California has its own surprise billing protections. Its own charity care laws. One of the strongest state medical debt credit reporting rules in the country. And a state insurance regulator — the DMHC — with real power to force insurers to pay.
Most California patients never use any of these tools. This guide shows you how.
The DMHC — California's Most Powerful Patient Regulator
The California Department of Managed Health Care (DMHC) regulates most HMOs and managed care plans in the state. It has authority to investigate complaints, fine insurers, and order plans to pay claims. That last part matters — most state insurance departments can only recommend. The DMHC can compel.
If your plan is a PPO, it is typically regulated by the California Department of Insurance (CDI) instead. Both agencies handle complaints. Know which one governs your plan.
Regulation Citation
California Knox-Keene Health Care Service Plan Act
California Health & Safety Code § 1340 et seq.
California's fundamental health plan regulatory law gives the DMHC broad authority — investigations, audits, fines, and orders to pay disputed claims. DMHC decisions are binding on health plans. If the DMHC rules that your insurer must pay a claim, they must pay it.
California Surprise Billing Protections
California passed AB 72 in 2016 — before the federal No Surprises Act existed. It protects you from balance bills for non-emergency services from out-of-network providers at in-network facilities.
The federal No Surprises Act added emergency service protections. In California, both laws apply depending on your plan type. When both laws could cover your situation, the one offering greater protection controls.
Regulation Citation
California Surprise Billing Protection (AB 72)
Cal. Health & Safety Code § 1300.71.39; Cal. Insurance Code § 10112.8
Your cost-sharing for non-emergency care from an out-of-network provider at an in-network facility is limited to your in-network amount. The provider cannot charge you more. The law also requires providers to give advance notice before delivering out-of-network non-emergency care.
California Charity Care — The Hospital Fair Pricing Act
California requires hospitals to provide free or discounted care to uninsured patients with incomes up to 350% of the Federal Poverty Level. Hospitals also cannot charge uninsured patients more than the Medicare reimbursement rate.

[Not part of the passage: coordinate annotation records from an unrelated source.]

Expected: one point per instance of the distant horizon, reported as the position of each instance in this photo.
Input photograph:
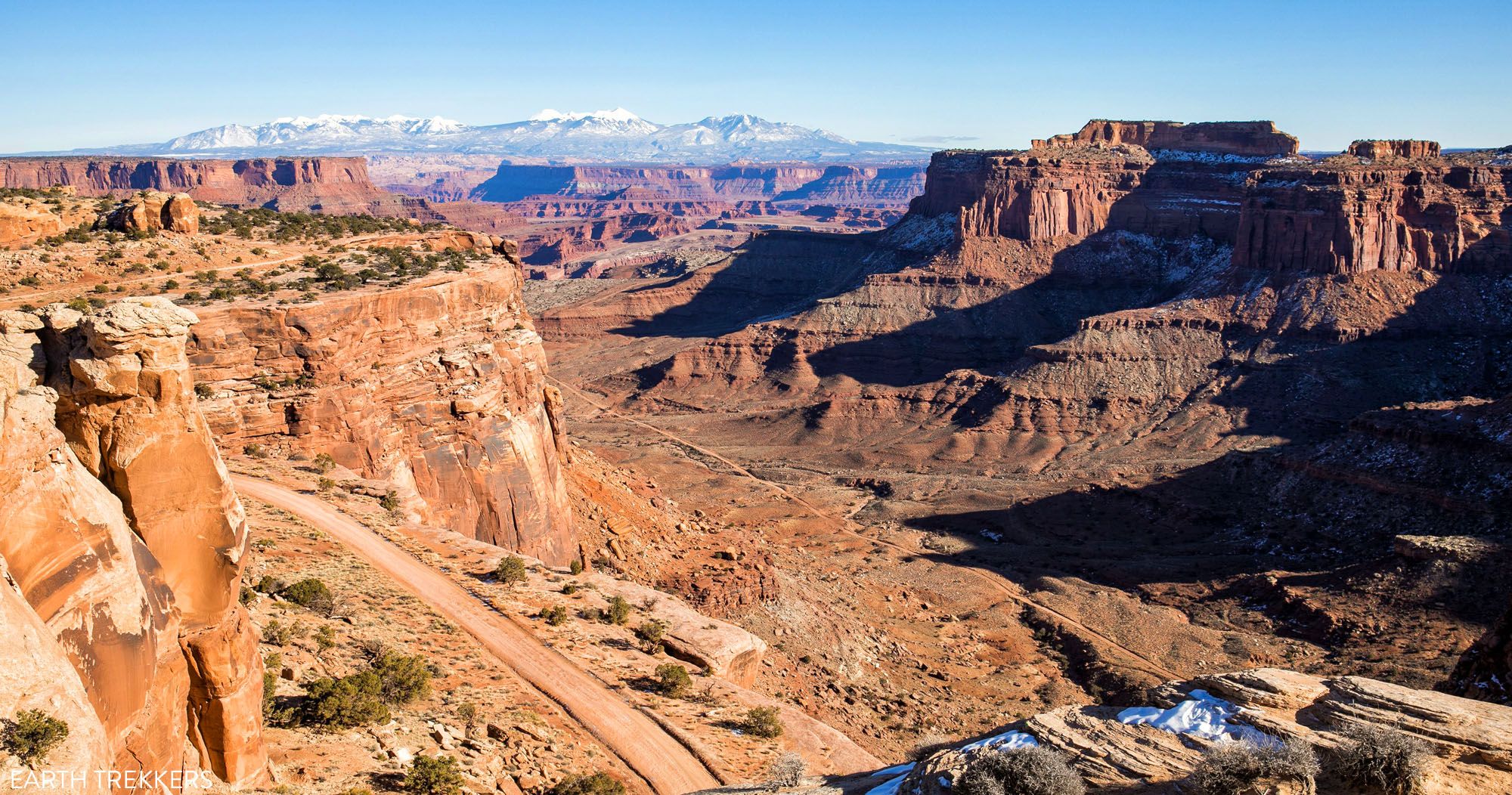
(967, 75)
(553, 113)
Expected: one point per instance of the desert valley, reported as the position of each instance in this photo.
(589, 456)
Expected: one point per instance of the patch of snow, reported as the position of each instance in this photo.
(1203, 716)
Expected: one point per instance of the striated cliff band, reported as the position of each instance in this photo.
(438, 389)
(123, 548)
(1266, 371)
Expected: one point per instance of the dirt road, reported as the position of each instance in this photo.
(649, 750)
(843, 527)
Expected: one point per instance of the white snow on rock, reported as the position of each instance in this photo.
(1203, 716)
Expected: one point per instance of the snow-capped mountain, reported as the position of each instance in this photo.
(607, 137)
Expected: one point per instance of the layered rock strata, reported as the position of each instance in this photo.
(436, 388)
(126, 537)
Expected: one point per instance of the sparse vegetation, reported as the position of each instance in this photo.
(556, 616)
(1020, 772)
(312, 595)
(763, 723)
(1383, 758)
(403, 679)
(598, 784)
(1233, 769)
(33, 735)
(652, 634)
(433, 776)
(347, 702)
(787, 772)
(674, 681)
(512, 571)
(619, 611)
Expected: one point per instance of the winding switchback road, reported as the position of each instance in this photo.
(645, 747)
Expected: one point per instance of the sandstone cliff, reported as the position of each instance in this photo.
(126, 536)
(438, 388)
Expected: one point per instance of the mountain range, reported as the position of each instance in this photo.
(616, 137)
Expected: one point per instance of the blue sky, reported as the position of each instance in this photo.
(968, 73)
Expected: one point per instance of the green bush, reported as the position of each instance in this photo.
(674, 681)
(1020, 772)
(763, 723)
(512, 571)
(651, 634)
(598, 784)
(312, 595)
(1232, 769)
(619, 611)
(403, 679)
(33, 735)
(1383, 758)
(433, 776)
(347, 702)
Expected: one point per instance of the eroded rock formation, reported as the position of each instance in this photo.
(126, 536)
(1472, 741)
(438, 388)
(1244, 138)
(155, 211)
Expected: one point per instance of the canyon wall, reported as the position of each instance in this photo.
(1242, 138)
(126, 540)
(1333, 217)
(333, 185)
(436, 388)
(835, 185)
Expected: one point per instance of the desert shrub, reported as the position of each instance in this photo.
(763, 723)
(652, 634)
(787, 772)
(674, 681)
(33, 735)
(403, 679)
(312, 595)
(1020, 772)
(598, 784)
(1383, 758)
(1232, 769)
(512, 571)
(619, 611)
(347, 702)
(433, 776)
(279, 634)
(324, 640)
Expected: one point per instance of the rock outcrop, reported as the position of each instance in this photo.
(438, 388)
(1381, 150)
(1242, 138)
(155, 211)
(126, 537)
(1472, 741)
(1486, 670)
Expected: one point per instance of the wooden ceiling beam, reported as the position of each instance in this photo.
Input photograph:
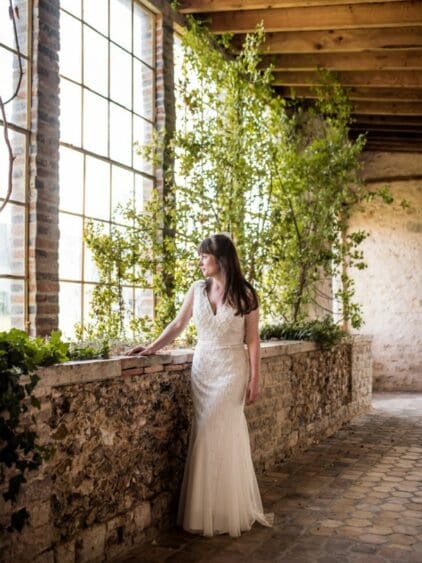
(201, 6)
(370, 15)
(388, 108)
(357, 93)
(384, 79)
(334, 41)
(367, 60)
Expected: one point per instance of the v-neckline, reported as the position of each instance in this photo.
(210, 305)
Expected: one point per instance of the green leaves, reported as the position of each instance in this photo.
(20, 356)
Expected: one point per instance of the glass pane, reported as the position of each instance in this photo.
(122, 189)
(120, 76)
(12, 240)
(95, 123)
(70, 111)
(9, 73)
(121, 22)
(95, 61)
(73, 6)
(18, 142)
(144, 302)
(12, 300)
(90, 269)
(7, 36)
(143, 34)
(143, 191)
(120, 134)
(96, 16)
(71, 180)
(143, 90)
(70, 47)
(69, 308)
(88, 289)
(70, 247)
(97, 188)
(142, 134)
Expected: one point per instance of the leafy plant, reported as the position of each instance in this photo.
(19, 452)
(324, 332)
(281, 181)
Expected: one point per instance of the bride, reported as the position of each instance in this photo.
(219, 492)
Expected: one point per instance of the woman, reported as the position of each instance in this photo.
(219, 491)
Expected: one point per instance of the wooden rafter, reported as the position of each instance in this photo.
(392, 14)
(366, 60)
(201, 6)
(334, 41)
(358, 93)
(364, 78)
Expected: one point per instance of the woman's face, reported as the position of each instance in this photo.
(208, 264)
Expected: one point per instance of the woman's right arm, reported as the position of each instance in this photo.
(171, 331)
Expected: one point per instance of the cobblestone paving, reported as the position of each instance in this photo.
(356, 497)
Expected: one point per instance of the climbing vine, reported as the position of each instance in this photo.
(20, 452)
(281, 179)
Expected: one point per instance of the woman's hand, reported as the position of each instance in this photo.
(140, 351)
(252, 392)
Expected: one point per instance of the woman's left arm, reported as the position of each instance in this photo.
(253, 344)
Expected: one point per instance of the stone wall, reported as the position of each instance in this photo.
(390, 289)
(120, 432)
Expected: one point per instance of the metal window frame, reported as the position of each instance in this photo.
(28, 57)
(111, 162)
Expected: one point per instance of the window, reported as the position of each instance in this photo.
(13, 218)
(107, 82)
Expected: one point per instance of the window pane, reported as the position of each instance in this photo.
(121, 22)
(7, 36)
(143, 34)
(70, 122)
(122, 188)
(120, 76)
(71, 180)
(70, 247)
(96, 16)
(142, 134)
(12, 240)
(95, 61)
(70, 47)
(90, 269)
(97, 188)
(18, 142)
(70, 308)
(120, 134)
(143, 191)
(95, 123)
(12, 300)
(9, 73)
(143, 90)
(144, 302)
(72, 6)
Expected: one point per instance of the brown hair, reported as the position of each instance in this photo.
(238, 293)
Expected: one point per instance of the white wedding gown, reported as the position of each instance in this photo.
(219, 492)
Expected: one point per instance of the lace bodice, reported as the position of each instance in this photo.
(221, 328)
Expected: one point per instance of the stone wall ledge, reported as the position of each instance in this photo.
(87, 371)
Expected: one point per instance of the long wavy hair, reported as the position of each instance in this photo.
(238, 292)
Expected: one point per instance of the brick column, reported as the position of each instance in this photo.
(44, 170)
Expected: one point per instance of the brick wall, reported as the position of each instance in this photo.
(120, 432)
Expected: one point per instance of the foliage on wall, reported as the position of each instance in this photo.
(280, 180)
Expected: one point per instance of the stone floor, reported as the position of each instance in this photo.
(356, 497)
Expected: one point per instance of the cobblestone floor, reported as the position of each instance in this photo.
(356, 497)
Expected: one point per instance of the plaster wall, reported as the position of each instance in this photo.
(390, 289)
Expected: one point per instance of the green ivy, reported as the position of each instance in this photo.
(324, 332)
(20, 356)
(281, 181)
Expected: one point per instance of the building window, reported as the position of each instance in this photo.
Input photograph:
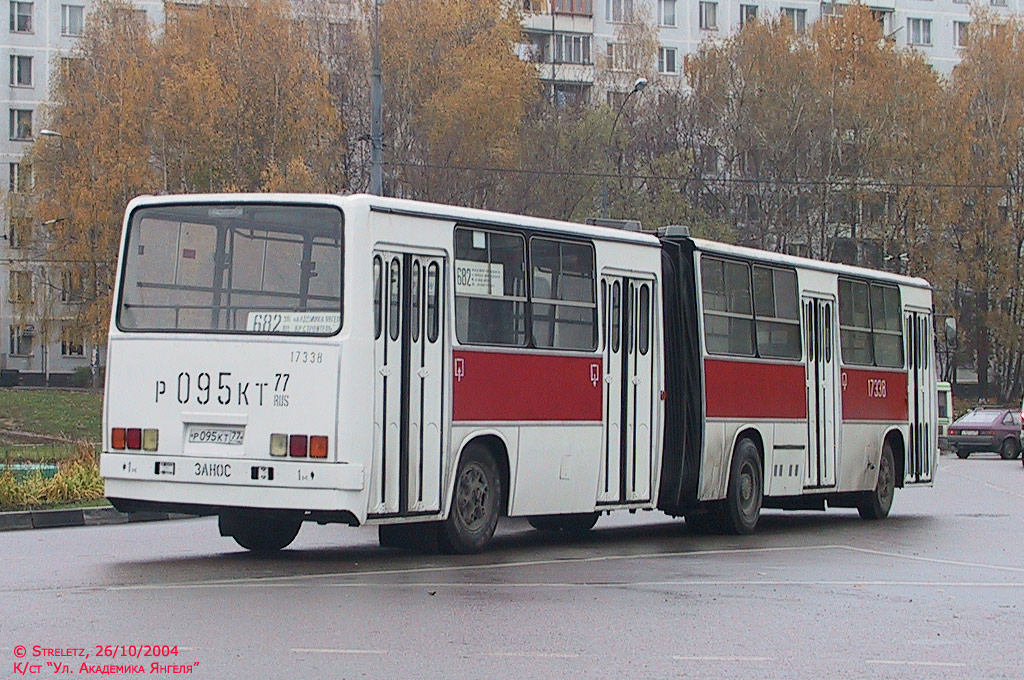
(20, 124)
(20, 287)
(619, 10)
(20, 340)
(961, 33)
(709, 16)
(616, 59)
(919, 31)
(667, 12)
(72, 19)
(797, 17)
(667, 60)
(748, 13)
(20, 16)
(20, 177)
(20, 71)
(20, 231)
(72, 343)
(563, 295)
(579, 7)
(572, 48)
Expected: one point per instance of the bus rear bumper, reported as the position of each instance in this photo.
(136, 481)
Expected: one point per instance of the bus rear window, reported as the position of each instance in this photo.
(255, 268)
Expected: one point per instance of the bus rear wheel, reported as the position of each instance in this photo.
(260, 532)
(475, 505)
(745, 493)
(574, 524)
(876, 504)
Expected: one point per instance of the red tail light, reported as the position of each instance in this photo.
(317, 447)
(298, 445)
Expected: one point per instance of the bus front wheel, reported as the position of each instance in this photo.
(260, 532)
(475, 505)
(745, 492)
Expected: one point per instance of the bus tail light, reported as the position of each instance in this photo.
(317, 447)
(279, 444)
(298, 445)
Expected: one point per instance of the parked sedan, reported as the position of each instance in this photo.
(987, 428)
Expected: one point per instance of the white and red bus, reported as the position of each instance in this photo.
(275, 358)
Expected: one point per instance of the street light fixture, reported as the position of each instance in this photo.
(637, 86)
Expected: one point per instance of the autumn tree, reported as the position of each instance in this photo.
(228, 97)
(456, 94)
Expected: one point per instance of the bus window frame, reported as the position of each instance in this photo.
(170, 205)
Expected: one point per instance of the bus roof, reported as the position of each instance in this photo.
(807, 263)
(413, 209)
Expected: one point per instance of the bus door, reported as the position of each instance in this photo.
(409, 383)
(822, 367)
(918, 333)
(628, 308)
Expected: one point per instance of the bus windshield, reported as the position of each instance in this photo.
(255, 268)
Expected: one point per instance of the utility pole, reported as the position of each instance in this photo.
(376, 103)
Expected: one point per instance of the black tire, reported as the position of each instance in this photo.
(476, 504)
(876, 504)
(261, 533)
(744, 495)
(573, 524)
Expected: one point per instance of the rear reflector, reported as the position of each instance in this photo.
(298, 445)
(317, 447)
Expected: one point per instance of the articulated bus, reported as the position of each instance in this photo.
(427, 369)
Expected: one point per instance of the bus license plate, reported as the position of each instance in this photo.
(207, 434)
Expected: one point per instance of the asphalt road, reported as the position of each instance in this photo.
(935, 591)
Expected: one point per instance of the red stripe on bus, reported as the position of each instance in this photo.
(873, 394)
(754, 389)
(497, 386)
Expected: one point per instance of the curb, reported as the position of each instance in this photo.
(10, 521)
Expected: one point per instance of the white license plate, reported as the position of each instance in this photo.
(207, 434)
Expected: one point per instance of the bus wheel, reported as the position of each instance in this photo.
(576, 524)
(745, 493)
(260, 532)
(475, 506)
(876, 504)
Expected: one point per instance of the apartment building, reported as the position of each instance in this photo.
(37, 299)
(569, 38)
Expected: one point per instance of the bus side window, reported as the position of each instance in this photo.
(417, 295)
(433, 303)
(394, 300)
(644, 311)
(616, 315)
(378, 266)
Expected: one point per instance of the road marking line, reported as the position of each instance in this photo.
(339, 651)
(531, 654)
(723, 659)
(890, 662)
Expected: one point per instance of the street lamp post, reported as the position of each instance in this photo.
(637, 86)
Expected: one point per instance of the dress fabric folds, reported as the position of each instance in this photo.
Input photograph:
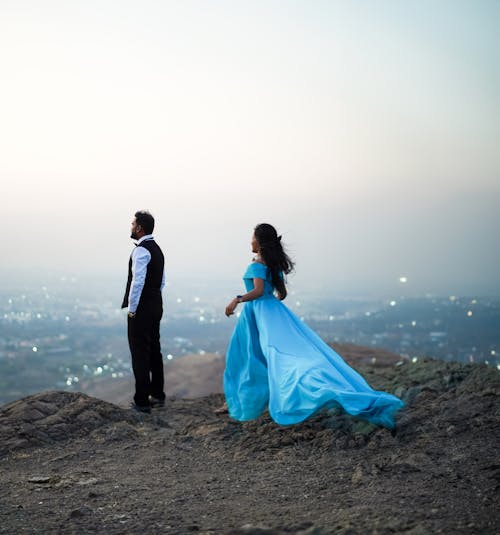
(275, 361)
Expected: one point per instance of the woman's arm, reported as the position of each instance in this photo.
(258, 290)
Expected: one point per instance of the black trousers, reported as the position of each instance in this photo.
(144, 343)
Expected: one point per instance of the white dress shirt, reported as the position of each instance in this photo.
(140, 260)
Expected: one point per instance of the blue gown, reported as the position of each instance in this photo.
(275, 361)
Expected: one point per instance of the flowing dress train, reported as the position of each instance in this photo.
(275, 361)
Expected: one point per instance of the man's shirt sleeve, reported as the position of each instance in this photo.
(140, 260)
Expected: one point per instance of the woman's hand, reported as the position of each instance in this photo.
(231, 307)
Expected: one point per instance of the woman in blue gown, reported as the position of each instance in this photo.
(275, 361)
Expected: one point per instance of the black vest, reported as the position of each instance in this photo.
(154, 273)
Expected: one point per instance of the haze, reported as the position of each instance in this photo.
(366, 132)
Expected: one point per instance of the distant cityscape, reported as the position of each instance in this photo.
(68, 339)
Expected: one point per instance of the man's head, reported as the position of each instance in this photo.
(142, 224)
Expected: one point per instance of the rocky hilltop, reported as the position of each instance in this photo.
(72, 463)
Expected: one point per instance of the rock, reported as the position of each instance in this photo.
(81, 512)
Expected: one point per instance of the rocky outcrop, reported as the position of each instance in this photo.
(76, 464)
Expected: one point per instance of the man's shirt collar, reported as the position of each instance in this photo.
(144, 238)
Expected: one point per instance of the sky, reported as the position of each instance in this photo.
(367, 132)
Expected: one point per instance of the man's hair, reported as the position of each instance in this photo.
(145, 220)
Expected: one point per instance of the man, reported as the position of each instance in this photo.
(146, 280)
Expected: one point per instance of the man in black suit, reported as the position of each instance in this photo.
(146, 280)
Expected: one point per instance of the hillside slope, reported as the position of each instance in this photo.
(71, 463)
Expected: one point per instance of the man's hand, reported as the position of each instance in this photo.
(231, 307)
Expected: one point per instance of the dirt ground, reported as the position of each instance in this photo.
(70, 463)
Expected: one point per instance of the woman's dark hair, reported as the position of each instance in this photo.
(145, 220)
(274, 256)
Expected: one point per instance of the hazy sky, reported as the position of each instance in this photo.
(366, 131)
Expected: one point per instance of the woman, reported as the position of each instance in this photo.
(275, 361)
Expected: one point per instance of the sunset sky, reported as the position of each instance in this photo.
(367, 132)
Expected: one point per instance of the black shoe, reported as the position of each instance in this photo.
(146, 409)
(155, 402)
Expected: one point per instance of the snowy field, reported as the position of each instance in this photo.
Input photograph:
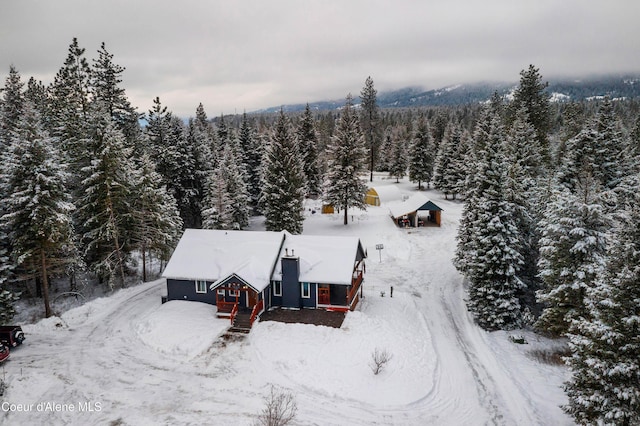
(127, 359)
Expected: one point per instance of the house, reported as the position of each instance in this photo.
(382, 194)
(248, 272)
(408, 213)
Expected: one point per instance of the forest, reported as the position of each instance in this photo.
(92, 190)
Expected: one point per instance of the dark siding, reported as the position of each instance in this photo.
(311, 301)
(275, 300)
(186, 290)
(290, 283)
(339, 295)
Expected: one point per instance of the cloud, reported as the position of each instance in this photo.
(233, 56)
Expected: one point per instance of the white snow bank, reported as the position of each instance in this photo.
(183, 329)
(336, 362)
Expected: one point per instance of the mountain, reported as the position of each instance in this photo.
(560, 90)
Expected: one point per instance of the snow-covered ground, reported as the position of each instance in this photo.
(127, 359)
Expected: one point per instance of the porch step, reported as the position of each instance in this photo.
(241, 323)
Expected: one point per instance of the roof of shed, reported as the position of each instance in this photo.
(412, 204)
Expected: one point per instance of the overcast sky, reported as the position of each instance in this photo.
(245, 55)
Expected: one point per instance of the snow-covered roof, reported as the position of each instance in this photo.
(215, 255)
(410, 205)
(387, 193)
(323, 259)
(212, 255)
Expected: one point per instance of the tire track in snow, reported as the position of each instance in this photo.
(445, 312)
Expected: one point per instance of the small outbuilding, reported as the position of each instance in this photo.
(382, 194)
(416, 211)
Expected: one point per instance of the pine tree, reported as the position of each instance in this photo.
(106, 77)
(217, 212)
(235, 180)
(252, 158)
(11, 110)
(157, 221)
(370, 122)
(308, 145)
(12, 106)
(609, 146)
(421, 154)
(283, 180)
(106, 209)
(488, 249)
(177, 165)
(38, 209)
(343, 186)
(69, 105)
(572, 250)
(530, 95)
(605, 365)
(446, 177)
(399, 160)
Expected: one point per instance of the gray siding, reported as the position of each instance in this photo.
(290, 284)
(186, 290)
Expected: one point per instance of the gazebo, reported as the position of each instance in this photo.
(408, 213)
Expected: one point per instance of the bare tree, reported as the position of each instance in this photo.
(280, 408)
(379, 359)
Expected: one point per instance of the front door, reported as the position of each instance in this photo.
(324, 295)
(252, 298)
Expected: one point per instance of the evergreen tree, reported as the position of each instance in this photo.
(11, 106)
(446, 177)
(283, 180)
(343, 186)
(69, 108)
(37, 94)
(201, 141)
(524, 162)
(106, 208)
(177, 164)
(488, 248)
(106, 77)
(461, 164)
(399, 160)
(217, 212)
(157, 221)
(308, 145)
(530, 96)
(421, 154)
(11, 110)
(38, 209)
(370, 122)
(605, 365)
(252, 158)
(609, 147)
(572, 250)
(235, 180)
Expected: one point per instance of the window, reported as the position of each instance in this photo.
(277, 288)
(306, 293)
(201, 286)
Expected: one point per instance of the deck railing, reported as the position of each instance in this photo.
(355, 286)
(225, 307)
(257, 308)
(234, 312)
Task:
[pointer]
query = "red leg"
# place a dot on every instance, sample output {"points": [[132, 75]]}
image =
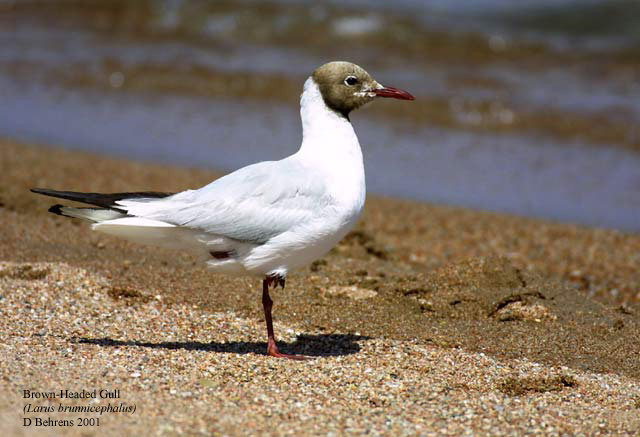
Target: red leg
{"points": [[267, 303]]}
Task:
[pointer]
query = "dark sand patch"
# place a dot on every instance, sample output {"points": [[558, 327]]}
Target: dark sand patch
{"points": [[502, 285]]}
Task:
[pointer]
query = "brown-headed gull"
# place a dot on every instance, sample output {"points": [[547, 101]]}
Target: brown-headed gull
{"points": [[265, 219]]}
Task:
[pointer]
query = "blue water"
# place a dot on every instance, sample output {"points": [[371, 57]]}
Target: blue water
{"points": [[572, 183], [528, 172]]}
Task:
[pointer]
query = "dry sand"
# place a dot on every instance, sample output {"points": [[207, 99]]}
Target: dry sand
{"points": [[426, 320]]}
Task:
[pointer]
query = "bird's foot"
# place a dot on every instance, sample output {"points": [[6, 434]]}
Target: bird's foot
{"points": [[272, 351]]}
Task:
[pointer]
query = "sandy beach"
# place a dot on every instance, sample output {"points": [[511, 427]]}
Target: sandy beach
{"points": [[425, 320]]}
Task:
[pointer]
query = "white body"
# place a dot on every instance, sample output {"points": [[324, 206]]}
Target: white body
{"points": [[272, 217]]}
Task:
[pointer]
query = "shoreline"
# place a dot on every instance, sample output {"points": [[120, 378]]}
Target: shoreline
{"points": [[425, 318]]}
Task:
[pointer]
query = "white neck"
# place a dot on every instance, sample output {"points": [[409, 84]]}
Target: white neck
{"points": [[330, 145]]}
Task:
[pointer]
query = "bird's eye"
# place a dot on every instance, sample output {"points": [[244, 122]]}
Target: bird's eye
{"points": [[351, 80]]}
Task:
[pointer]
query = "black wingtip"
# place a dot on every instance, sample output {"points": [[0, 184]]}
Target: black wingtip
{"points": [[56, 209]]}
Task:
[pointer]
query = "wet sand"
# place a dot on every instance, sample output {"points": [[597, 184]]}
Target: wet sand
{"points": [[425, 319]]}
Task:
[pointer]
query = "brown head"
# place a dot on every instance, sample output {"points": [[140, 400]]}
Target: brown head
{"points": [[345, 86]]}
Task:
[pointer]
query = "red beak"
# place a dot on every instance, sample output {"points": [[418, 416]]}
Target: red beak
{"points": [[393, 93]]}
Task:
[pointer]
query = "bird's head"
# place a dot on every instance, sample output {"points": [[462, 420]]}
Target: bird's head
{"points": [[346, 86]]}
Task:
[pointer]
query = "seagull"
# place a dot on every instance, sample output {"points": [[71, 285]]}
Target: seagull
{"points": [[269, 218]]}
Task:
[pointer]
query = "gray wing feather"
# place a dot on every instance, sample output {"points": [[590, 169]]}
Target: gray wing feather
{"points": [[253, 204]]}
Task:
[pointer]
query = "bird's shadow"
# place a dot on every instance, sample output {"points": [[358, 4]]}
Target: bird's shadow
{"points": [[322, 345]]}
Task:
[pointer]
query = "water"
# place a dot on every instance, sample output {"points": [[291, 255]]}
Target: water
{"points": [[505, 120]]}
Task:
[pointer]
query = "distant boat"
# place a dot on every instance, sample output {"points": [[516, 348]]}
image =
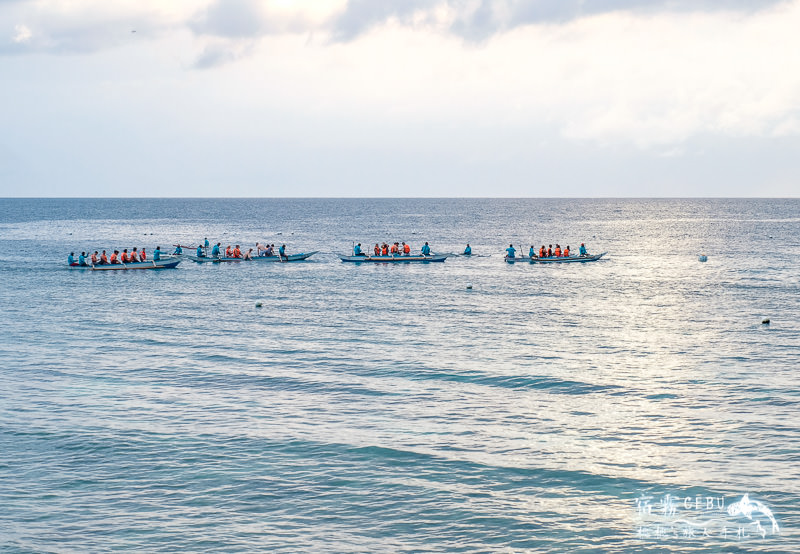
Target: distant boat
{"points": [[223, 259], [149, 264], [394, 259], [556, 260]]}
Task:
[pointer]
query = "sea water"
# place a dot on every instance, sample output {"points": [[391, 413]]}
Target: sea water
{"points": [[620, 405]]}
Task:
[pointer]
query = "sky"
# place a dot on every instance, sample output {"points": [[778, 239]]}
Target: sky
{"points": [[390, 98]]}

If you are uninsured, ask about financial assistance before you pay anything. If you already paid, ask retroactively — hospitals can apply charity care after the fact.
Regulation Citation
California Hospital Fair Pricing Act
Cal. Health & Safety Code §§ 127400-127446
California hospitals must offer financial assistance to uninsured patients earning up to 350% FPL and must apply for Medi-Cal on your behalf if you may qualify. They cannot use aggressive collection practices until they have determined your eligibility for assistance programs.
California Medical Debt Credit Reporting — New 2023 Protection
California enacted SB 1061, effective January 1, 2023, prohibiting consumer reporting agencies from including medical debt on credit reports issued to creditors in California.
This is stronger than federal rules. California bans medical debt from California consumer credit reports for creditor purposes — entirely. If medical debt appears on your California credit report, you can dispute it under both state and federal law.
How to File a DMHC Complaint
- 1
Try to resolve with your health plan first
The DMHC generally requires you to first file a grievance with your health plan. Do this in writing. Document the date, what you submitted, and any response you receive.
- 2
File your DMHC complaint online
Visit dmhc.ca.gov/FileAComplaint or call the DMHC Help Center at 1-888-466-2219. Filing is free and can be done online, by phone, or by mail. The DMHC has real authority — use it.
- 3
Request an Independent Medical Review for denied care
For medical necessity denials, the DMHC offers an Independent Medical Review (IMR) administered directly by the state. IMR decisions are binding on health plans. Success rates are high for IMR appeals of 'not medically necessary' denials.
- 4
Request expedited review for urgent situations
If your health situation is urgent, request expedited DMHC review. The DMHC must respond within 3 business days. Do not wait.
California Statute of Limitations on Medical Debt
California's statute of limitations on written contract claims — which covers most medical debt — is 4 years under Code of Civil Procedure § 337. For oral contracts, the limit is 2 years.
After the limitations period expires, the debt is time-barred. Collectors cannot sue you. They can still try to collect — but they have no legal leverage once the window closes.